Reading animal sign can be a bit tricky. For example, how old is the track, rubbing or scat? It might not be possible to get an exact time when a sign was left, but you can get an idea if a sign is relatively new or many months old. Here are some tips to help you and a few details about members of the deer family.
Tracks: New tracks will have sharp edges; older tracks will have rounded edges and look larger from erosion. Look at tracks for dried water drops or dried water lines. If it has been months since the last rain, you know those tracks are old.
Scat: The way scat appears will vary with what the animal has eaten. Generally, herbivores (plant eaters) will have a looser scat when eating spring and summer plants that contain a lot of water. Think about a cow pie shape instead of a jellybean shape. Stabbing scat with a stick and breaking it open can help you determine if the scat is newer or older. Fresh scat will be darker in color. Dry, crumbly scat was most likely deposited months prior to your discovery.

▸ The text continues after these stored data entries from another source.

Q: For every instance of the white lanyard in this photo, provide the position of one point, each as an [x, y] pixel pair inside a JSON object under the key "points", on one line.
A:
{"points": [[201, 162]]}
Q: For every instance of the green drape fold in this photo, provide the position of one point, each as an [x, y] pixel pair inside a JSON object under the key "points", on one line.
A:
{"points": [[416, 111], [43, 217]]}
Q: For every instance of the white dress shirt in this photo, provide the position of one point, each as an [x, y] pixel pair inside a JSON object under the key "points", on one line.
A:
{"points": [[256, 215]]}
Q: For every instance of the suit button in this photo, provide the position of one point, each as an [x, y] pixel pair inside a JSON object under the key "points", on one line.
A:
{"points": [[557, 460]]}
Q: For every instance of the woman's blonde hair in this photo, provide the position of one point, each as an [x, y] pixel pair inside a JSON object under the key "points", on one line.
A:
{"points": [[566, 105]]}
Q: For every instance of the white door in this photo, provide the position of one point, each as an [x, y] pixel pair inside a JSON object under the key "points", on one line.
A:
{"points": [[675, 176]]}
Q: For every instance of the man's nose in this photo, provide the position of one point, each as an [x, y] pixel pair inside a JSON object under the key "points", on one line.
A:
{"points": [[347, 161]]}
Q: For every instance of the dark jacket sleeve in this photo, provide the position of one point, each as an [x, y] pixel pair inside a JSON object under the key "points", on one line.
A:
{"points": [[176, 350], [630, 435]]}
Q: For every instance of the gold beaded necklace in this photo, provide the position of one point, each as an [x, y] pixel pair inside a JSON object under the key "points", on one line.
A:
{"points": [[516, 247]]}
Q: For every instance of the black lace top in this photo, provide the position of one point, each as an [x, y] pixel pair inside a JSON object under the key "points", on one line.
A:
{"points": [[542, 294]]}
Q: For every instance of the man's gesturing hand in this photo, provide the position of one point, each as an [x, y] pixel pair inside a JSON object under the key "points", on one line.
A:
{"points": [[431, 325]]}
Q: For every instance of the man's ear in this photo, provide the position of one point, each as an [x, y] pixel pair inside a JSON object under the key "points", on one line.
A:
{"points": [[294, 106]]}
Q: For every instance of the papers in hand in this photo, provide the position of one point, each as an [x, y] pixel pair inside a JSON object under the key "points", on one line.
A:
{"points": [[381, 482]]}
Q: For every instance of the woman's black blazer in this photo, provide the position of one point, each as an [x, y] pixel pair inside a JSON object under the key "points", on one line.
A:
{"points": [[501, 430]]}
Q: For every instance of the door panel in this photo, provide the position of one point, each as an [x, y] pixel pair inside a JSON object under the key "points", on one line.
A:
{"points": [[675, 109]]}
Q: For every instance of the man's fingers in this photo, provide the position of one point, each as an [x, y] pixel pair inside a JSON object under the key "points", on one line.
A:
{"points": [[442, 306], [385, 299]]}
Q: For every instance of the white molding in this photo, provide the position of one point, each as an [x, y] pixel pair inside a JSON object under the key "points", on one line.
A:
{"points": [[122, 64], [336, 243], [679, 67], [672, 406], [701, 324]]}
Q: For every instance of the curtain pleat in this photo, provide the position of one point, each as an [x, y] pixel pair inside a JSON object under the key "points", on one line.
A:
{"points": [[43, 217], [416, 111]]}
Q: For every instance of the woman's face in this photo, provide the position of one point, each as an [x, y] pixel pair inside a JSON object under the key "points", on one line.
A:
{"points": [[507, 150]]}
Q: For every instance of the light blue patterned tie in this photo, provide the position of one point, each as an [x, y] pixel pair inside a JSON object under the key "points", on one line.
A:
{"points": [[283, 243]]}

Rubbings: Members of the deer family rub their antlers on trees to remove velvet from antlers and to mark an area with scent. Fresh rubbings will feel wet and have sap oozing from the rubbed area. Look below a rubbing for strips of removed bark. If the bark pieces are dry or faded in color, the rubbing is fairly old. The side of the tree the rubbing is on will tell you the direction the animal was traveling when it stopped to leave its mark.